The results of the temporal changes in the predicted shifts in vulnerable irrigation seasons under climate scenarios are summarized in Figure 10. The x-axis represents drought years, and the y-axis represents the vulnerable seasons of paddy irrigation. Shifts in the vulnerable irrigation seasons are affected by increasing irrigation water requirements and closely correlated with climate change. For example, in the case of Res. A, the results show a significant increase in vulnerable periods toward the end of 2085s under both the RCP 4.5 and 8.5 scenarios. However, for the other three reservoirs, the vulnerable seasons are predicted to shift during the 2085s from the last ten days of May and the first ten days of June to the first ten days of June and the last ten days of July in Res. B, and from the last ten days of May and the first ten days of June to the first ten days of June and the last ten days of June in Res. C and Res. D. The most significant shifts were predicted to occur in the 2085s under both the RCP 4.5 and 8.5 scenarios.

4. Conclusions

Reservoirs play an important role in water resource management in South Korea, but traditional reservoir operation is managed using only observed meteorological data and historical reservoir water levels. Effective management of reservoirs and optimal irrigation scheduling can be achieved by evaluating the vulnerability of water supply and demand and by applying methods to assess irrigation vulnerability assessment that account for the uncertainty of seasonal variations in precipitation, stream flow and irrigation water requirements. The durations of irrigation water shortages must be specified for periods of scheduled irrigation in a reservoir-irrigation system to determine optimal irrigation management.

We propose an alternative approach that can be used to manage reservoir operation effectively, as well as a concept for defining the vulnerable seasons for paddy irrigation based on the interactive relationship between the distribution of the water supply in reservoir and the demand of an irrigation district. The assessment of vulnerable seasons for paddy irrigation is based on the water balance modeling of water supply and demand, and calculation of the availability of agricultural water resources. With this approach, irrigation vulnerability can be assessed using a distribution analysis of the accumulation volume of the potential water supply and the irrigation water requirements, as well as with a change time-series analysis of the potential irrigation capacity volume in reservoirs.
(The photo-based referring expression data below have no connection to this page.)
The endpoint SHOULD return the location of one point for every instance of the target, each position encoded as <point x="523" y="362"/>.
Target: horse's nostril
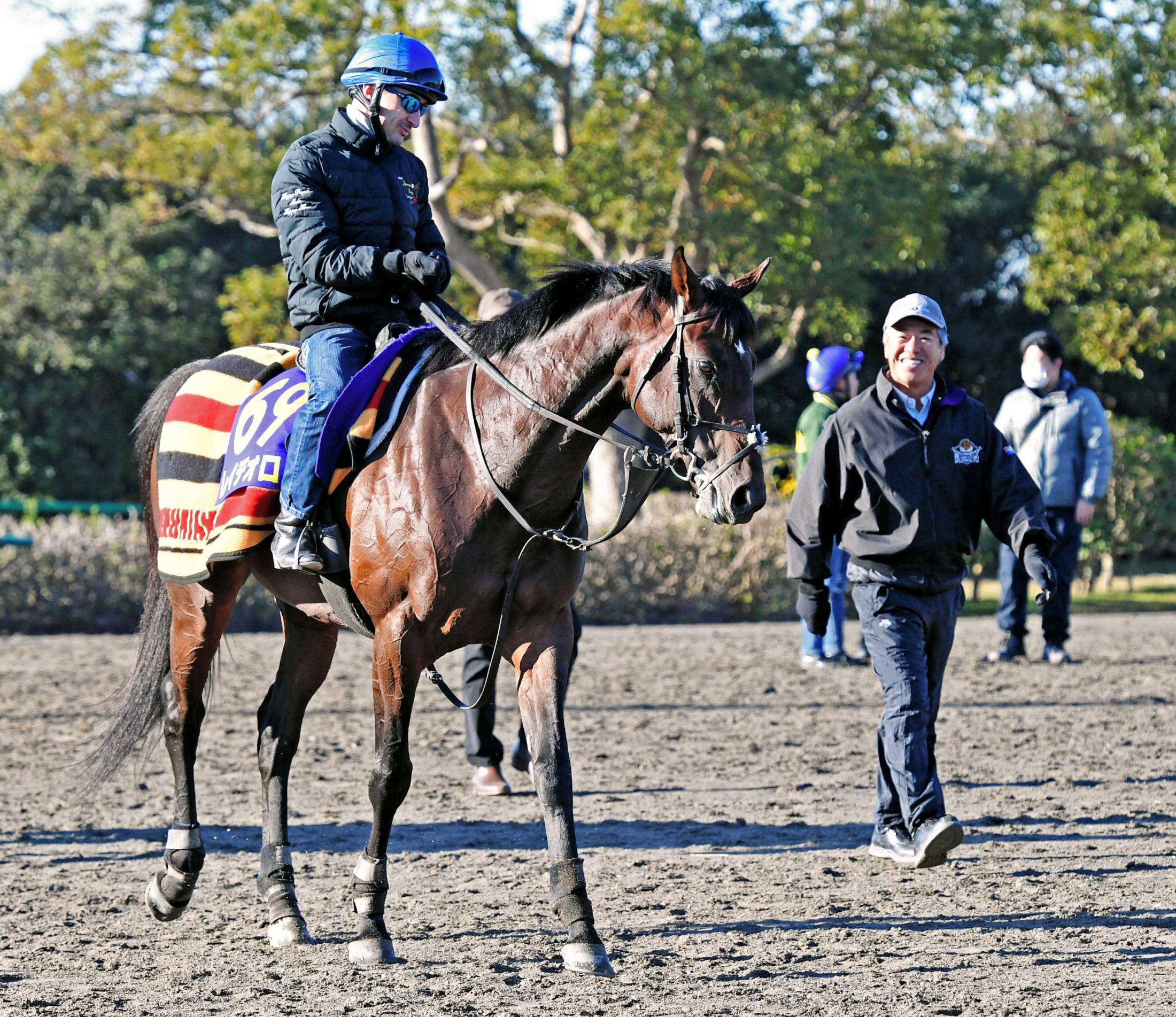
<point x="746" y="500"/>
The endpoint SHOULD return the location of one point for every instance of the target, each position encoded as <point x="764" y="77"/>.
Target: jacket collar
<point x="945" y="394"/>
<point x="353" y="137"/>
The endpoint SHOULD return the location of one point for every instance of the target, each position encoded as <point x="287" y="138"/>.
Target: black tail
<point x="140" y="697"/>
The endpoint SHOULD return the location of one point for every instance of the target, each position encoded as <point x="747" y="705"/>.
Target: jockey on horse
<point x="358" y="237"/>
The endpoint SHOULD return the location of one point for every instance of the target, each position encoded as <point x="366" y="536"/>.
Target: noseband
<point x="686" y="416"/>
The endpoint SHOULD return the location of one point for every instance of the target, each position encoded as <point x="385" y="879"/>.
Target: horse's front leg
<point x="396" y="669"/>
<point x="543" y="657"/>
<point x="306" y="660"/>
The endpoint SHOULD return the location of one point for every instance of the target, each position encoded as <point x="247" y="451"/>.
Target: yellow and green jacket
<point x="808" y="427"/>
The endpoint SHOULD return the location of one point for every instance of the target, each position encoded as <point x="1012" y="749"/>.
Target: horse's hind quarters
<point x="587" y="959"/>
<point x="366" y="953"/>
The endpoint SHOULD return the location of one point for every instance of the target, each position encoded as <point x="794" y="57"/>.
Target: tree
<point x="97" y="304"/>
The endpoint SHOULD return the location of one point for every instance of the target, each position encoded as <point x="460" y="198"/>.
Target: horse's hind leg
<point x="306" y="659"/>
<point x="199" y="615"/>
<point x="543" y="654"/>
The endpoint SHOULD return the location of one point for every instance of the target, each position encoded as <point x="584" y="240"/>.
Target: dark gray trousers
<point x="909" y="638"/>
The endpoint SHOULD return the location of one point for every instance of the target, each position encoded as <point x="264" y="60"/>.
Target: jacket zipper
<point x="927" y="479"/>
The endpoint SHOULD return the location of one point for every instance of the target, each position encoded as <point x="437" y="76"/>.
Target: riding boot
<point x="328" y="542"/>
<point x="295" y="545"/>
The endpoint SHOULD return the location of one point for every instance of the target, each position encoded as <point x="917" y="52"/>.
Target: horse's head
<point x="690" y="379"/>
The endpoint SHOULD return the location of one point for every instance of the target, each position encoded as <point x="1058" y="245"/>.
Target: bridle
<point x="686" y="416"/>
<point x="645" y="463"/>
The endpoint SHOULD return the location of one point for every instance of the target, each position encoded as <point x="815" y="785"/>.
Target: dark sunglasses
<point x="408" y="103"/>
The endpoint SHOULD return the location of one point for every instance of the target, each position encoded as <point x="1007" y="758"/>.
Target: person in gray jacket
<point x="902" y="478"/>
<point x="1061" y="436"/>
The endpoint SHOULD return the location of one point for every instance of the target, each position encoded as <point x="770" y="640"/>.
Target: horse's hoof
<point x="587" y="959"/>
<point x="160" y="908"/>
<point x="290" y="931"/>
<point x="365" y="953"/>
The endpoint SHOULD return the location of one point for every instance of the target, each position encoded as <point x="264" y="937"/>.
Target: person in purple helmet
<point x="360" y="246"/>
<point x="832" y="374"/>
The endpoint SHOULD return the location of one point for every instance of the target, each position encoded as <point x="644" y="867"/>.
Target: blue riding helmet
<point x="830" y="365"/>
<point x="399" y="61"/>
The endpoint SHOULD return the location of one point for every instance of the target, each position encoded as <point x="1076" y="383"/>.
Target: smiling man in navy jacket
<point x="901" y="478"/>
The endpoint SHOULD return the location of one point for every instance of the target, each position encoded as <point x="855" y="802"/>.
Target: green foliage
<point x="97" y="304"/>
<point x="1013" y="159"/>
<point x="1140" y="509"/>
<point x="254" y="306"/>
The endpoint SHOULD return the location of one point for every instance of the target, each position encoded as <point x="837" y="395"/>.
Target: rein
<point x="644" y="463"/>
<point x="686" y="416"/>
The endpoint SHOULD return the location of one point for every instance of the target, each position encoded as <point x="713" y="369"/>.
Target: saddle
<point x="222" y="448"/>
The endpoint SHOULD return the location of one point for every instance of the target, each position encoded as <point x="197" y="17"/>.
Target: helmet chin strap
<point x="373" y="108"/>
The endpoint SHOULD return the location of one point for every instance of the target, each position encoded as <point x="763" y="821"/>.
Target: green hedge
<point x="87" y="574"/>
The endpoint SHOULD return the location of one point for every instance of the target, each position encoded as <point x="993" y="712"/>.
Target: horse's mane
<point x="573" y="287"/>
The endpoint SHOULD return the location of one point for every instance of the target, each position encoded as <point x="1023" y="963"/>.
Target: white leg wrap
<point x="184" y="840"/>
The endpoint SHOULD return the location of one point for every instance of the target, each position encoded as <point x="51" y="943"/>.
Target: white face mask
<point x="1034" y="377"/>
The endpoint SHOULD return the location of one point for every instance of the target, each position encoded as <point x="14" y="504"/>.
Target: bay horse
<point x="431" y="548"/>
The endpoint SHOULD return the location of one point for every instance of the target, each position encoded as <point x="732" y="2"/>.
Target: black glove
<point x="1041" y="569"/>
<point x="430" y="272"/>
<point x="813" y="606"/>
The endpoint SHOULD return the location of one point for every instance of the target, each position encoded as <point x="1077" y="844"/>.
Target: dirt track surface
<point x="724" y="802"/>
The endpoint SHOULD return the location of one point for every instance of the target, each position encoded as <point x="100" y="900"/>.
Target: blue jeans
<point x="909" y="638"/>
<point x="1055" y="613"/>
<point x="834" y="635"/>
<point x="333" y="356"/>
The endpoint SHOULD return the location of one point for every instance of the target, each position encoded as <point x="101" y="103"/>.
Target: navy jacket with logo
<point x="904" y="500"/>
<point x="342" y="203"/>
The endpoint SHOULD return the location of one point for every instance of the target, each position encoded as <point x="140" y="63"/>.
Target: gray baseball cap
<point x="915" y="305"/>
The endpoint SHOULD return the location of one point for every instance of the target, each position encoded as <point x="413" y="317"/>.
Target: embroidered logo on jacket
<point x="412" y="189"/>
<point x="967" y="452"/>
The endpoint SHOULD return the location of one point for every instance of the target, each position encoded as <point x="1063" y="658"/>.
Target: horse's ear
<point x="746" y="284"/>
<point x="686" y="283"/>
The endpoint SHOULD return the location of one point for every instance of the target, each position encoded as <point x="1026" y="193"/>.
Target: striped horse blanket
<point x="222" y="447"/>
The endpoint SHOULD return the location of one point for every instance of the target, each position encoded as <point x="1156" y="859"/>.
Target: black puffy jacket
<point x="342" y="203"/>
<point x="904" y="500"/>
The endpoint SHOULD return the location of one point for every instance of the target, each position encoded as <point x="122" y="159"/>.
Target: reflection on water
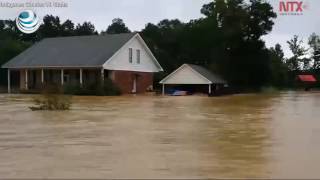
<point x="243" y="136"/>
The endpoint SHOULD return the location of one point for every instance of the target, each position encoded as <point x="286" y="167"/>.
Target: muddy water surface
<point x="256" y="136"/>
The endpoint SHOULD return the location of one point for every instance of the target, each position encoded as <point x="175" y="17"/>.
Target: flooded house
<point x="123" y="58"/>
<point x="190" y="78"/>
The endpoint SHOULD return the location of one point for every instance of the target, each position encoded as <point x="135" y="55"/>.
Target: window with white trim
<point x="138" y="56"/>
<point x="130" y="55"/>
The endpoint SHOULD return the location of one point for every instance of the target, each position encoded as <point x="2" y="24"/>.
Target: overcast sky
<point x="136" y="13"/>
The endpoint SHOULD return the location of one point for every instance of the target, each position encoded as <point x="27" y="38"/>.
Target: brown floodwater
<point x="241" y="136"/>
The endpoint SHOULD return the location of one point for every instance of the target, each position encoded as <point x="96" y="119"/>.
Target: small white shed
<point x="189" y="74"/>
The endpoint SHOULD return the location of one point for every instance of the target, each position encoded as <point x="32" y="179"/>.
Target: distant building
<point x="124" y="58"/>
<point x="194" y="77"/>
<point x="307" y="81"/>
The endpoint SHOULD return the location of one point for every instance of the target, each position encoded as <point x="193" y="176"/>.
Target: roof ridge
<point x="79" y="36"/>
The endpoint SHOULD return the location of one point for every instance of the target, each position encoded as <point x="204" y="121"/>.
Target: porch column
<point x="163" y="89"/>
<point x="62" y="79"/>
<point x="42" y="76"/>
<point x="9" y="82"/>
<point x="26" y="82"/>
<point x="81" y="80"/>
<point x="102" y="76"/>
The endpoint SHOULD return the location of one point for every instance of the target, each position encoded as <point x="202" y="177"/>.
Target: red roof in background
<point x="307" y="78"/>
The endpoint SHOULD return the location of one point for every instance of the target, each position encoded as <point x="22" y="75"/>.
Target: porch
<point x="34" y="79"/>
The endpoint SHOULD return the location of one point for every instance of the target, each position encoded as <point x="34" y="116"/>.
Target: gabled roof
<point x="76" y="51"/>
<point x="203" y="72"/>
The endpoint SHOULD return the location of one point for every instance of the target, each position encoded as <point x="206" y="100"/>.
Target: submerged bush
<point x="108" y="88"/>
<point x="52" y="98"/>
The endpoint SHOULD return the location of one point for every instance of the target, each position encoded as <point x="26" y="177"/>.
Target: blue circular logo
<point x="28" y="22"/>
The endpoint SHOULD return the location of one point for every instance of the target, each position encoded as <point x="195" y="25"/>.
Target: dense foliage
<point x="227" y="40"/>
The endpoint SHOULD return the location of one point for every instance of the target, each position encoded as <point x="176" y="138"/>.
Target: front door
<point x="134" y="85"/>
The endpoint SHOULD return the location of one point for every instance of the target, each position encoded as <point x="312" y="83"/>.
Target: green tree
<point x="298" y="60"/>
<point x="314" y="43"/>
<point x="117" y="27"/>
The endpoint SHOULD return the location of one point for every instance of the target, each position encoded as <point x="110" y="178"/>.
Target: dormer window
<point x="130" y="55"/>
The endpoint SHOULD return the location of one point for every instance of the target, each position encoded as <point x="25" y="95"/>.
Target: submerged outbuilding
<point x="195" y="77"/>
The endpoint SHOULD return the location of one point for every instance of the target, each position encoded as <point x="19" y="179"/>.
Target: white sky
<point x="136" y="13"/>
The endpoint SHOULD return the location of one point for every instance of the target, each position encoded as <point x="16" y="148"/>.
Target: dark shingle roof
<point x="214" y="78"/>
<point x="77" y="51"/>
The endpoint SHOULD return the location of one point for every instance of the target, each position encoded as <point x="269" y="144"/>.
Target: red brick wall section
<point x="124" y="80"/>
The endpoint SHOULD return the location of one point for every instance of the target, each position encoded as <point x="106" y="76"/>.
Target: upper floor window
<point x="130" y="55"/>
<point x="138" y="56"/>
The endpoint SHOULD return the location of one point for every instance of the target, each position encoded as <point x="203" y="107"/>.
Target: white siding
<point x="120" y="61"/>
<point x="185" y="75"/>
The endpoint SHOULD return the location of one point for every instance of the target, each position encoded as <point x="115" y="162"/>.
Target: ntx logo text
<point x="291" y="7"/>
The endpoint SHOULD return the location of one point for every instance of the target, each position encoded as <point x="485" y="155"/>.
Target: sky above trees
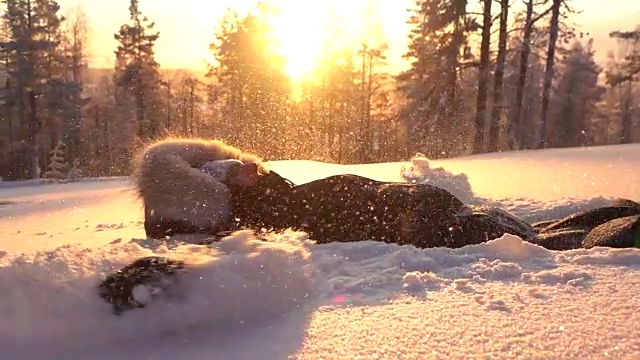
<point x="187" y="26"/>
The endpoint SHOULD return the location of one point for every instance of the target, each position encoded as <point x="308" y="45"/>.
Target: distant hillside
<point x="93" y="75"/>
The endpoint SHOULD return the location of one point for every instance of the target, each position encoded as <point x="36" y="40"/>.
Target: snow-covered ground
<point x="248" y="299"/>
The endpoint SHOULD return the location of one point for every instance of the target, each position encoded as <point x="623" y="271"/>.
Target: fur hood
<point x="175" y="191"/>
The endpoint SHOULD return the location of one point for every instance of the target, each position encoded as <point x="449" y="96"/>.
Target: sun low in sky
<point x="187" y="27"/>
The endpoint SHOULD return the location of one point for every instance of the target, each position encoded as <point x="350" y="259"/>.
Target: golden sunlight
<point x="302" y="27"/>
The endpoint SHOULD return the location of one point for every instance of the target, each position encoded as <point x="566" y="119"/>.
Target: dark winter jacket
<point x="348" y="208"/>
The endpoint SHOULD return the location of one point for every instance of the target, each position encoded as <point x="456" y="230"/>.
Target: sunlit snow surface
<point x="248" y="299"/>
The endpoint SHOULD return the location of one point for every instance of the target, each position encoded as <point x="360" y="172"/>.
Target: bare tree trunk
<point x="548" y="73"/>
<point x="483" y="79"/>
<point x="498" y="78"/>
<point x="625" y="131"/>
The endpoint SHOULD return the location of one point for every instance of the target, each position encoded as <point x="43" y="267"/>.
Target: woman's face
<point x="243" y="175"/>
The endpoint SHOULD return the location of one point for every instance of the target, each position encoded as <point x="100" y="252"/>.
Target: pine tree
<point x="137" y="72"/>
<point x="576" y="97"/>
<point x="439" y="51"/>
<point x="250" y="84"/>
<point x="57" y="163"/>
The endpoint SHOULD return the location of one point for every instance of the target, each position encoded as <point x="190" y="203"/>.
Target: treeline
<point x="483" y="76"/>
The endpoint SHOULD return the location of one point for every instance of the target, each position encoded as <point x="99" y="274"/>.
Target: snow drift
<point x="287" y="297"/>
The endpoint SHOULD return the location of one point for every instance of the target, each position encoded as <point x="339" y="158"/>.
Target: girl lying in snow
<point x="197" y="186"/>
<point x="207" y="186"/>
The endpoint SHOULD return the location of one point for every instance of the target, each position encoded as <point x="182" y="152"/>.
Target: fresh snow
<point x="290" y="298"/>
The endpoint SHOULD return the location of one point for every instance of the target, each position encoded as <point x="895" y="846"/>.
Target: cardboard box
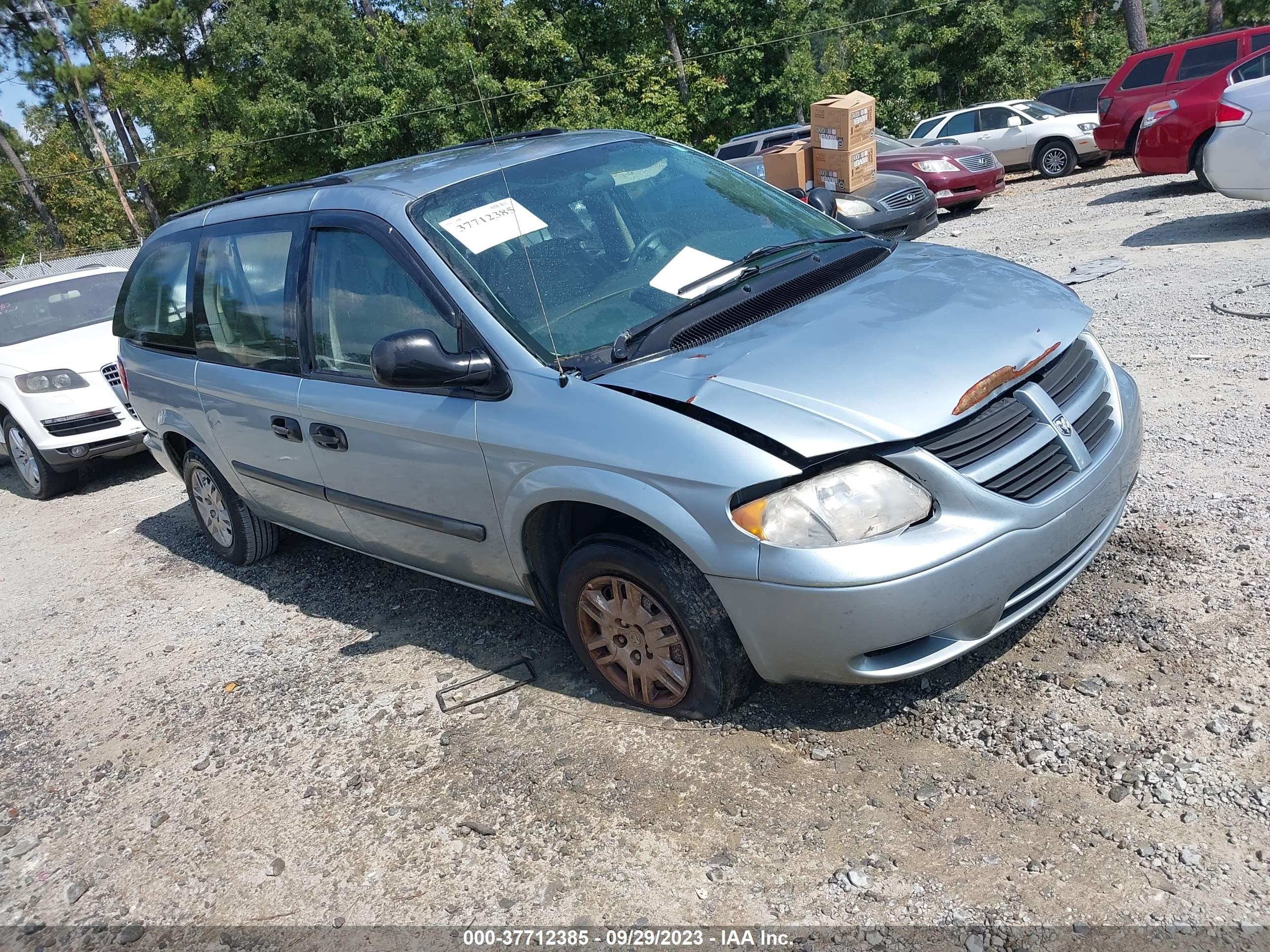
<point x="846" y="170"/>
<point x="790" y="167"/>
<point x="844" y="122"/>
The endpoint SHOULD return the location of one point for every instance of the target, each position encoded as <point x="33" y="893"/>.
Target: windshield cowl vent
<point x="781" y="298"/>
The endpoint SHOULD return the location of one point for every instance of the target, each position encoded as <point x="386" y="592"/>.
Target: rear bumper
<point x="903" y="226"/>
<point x="63" y="461"/>
<point x="1109" y="137"/>
<point x="1237" y="163"/>
<point x="910" y="625"/>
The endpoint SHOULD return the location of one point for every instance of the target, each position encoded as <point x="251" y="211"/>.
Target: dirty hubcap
<point x="23" y="459"/>
<point x="211" y="508"/>
<point x="1055" y="162"/>
<point x="634" y="642"/>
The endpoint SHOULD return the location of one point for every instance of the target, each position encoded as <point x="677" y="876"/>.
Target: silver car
<point x="1237" y="157"/>
<point x="709" y="432"/>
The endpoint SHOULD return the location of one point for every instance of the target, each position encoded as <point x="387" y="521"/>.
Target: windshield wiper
<point x="620" y="349"/>
<point x="766" y="250"/>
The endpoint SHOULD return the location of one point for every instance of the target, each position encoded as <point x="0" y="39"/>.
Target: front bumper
<point x="905" y="625"/>
<point x="61" y="459"/>
<point x="1236" y="162"/>
<point x="903" y="226"/>
<point x="966" y="187"/>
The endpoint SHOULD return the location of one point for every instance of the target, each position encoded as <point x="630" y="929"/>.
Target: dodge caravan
<point x="709" y="432"/>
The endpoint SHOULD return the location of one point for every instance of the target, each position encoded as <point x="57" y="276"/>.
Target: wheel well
<point x="1197" y="146"/>
<point x="554" y="530"/>
<point x="177" y="447"/>
<point x="1044" y="142"/>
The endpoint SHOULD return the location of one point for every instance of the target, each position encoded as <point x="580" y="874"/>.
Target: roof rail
<point x="266" y="191"/>
<point x="507" y="137"/>
<point x="1196" y="40"/>
<point x="774" y="129"/>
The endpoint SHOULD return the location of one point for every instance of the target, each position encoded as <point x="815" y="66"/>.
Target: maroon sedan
<point x="960" y="177"/>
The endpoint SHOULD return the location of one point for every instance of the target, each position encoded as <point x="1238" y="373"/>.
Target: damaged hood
<point x="888" y="356"/>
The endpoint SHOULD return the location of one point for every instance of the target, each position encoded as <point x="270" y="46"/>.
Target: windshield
<point x="64" y="305"/>
<point x="1038" y="111"/>
<point x="885" y="144"/>
<point x="601" y="239"/>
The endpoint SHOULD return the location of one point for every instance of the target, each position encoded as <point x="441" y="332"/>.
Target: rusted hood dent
<point x="910" y="347"/>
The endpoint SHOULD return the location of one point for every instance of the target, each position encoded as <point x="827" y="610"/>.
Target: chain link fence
<point x="61" y="263"/>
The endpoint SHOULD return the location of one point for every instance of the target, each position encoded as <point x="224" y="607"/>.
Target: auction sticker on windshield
<point x="687" y="267"/>
<point x="493" y="224"/>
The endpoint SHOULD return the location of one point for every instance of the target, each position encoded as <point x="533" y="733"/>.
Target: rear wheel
<point x="38" y="477"/>
<point x="1056" y="159"/>
<point x="651" y="630"/>
<point x="238" y="535"/>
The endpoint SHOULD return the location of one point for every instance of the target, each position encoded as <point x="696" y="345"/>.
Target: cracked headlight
<point x="851" y="504"/>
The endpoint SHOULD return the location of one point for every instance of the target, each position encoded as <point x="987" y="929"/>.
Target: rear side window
<point x="155" y="295"/>
<point x="1205" y="60"/>
<point x="737" y="150"/>
<point x="361" y="294"/>
<point x="1147" y="73"/>
<point x="1085" y="100"/>
<point x="1253" y="69"/>
<point x="924" y="130"/>
<point x="244" y="314"/>
<point x="1058" y="98"/>
<point x="959" y="125"/>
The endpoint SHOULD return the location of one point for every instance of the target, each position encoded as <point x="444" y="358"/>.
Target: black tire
<point x="1055" y="159"/>
<point x="238" y="535"/>
<point x="705" y="650"/>
<point x="36" y="476"/>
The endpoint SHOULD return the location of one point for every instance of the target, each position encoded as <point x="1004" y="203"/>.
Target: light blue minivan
<point x="706" y="431"/>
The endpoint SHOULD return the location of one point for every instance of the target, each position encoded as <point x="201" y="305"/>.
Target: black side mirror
<point x="415" y="360"/>
<point x="822" y="200"/>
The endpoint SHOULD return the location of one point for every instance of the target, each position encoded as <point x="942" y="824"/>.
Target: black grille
<point x="978" y="163"/>
<point x="900" y="201"/>
<point x="777" y="299"/>
<point x="1008" y="450"/>
<point x="82" y="423"/>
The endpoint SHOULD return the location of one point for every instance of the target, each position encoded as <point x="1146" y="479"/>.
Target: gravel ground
<point x="183" y="743"/>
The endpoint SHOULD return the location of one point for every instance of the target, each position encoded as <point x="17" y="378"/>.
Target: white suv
<point x="61" y="395"/>
<point x="1023" y="134"/>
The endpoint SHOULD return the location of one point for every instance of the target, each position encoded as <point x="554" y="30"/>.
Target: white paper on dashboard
<point x="493" y="224"/>
<point x="687" y="267"/>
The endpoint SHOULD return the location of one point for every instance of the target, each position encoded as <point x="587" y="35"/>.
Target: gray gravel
<point x="211" y="746"/>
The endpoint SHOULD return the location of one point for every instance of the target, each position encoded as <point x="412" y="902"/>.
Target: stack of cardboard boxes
<point x="841" y="157"/>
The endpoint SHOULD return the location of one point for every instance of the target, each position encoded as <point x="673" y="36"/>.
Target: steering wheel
<point x="648" y="240"/>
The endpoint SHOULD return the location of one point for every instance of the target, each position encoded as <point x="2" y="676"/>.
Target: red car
<point x="1174" y="130"/>
<point x="1164" y="73"/>
<point x="960" y="177"/>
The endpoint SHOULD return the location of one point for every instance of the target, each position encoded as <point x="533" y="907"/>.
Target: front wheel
<point x="1056" y="159"/>
<point x="38" y="477"/>
<point x="238" y="535"/>
<point x="651" y="630"/>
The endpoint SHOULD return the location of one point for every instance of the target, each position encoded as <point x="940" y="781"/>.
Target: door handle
<point x="286" y="428"/>
<point x="328" y="437"/>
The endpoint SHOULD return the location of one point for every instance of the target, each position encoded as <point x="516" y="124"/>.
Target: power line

Our primary objective was to identify the vulnerable irrigation seasons to provide relevant guidelines and coordinate decisions about reservoir operation and management to improve the effectiveness of irrigation scheduling, even though irrigation districts have different characteristics such as paddy field properties and the size of irrigation reservoirs.

The irrigation vulnerability assessment approach developed in this study will help decision makers understand the characteristics of water supply and demand that determine irrigation vulnerability duration during irrigation periods. Knowing the vulnerable seasons of paddy irrigation can assist decision makers in developing and implementing plans to improve agricultural water management through more timely, effective and efficient assessment and response activities. Information about the vulnerable seasons of paddy irrigation can be used for effective and intensive water management that takes into consideration irrigation vulnerability associated with climate change, which further helps improve decision making and supports policymaking for agricultural water management.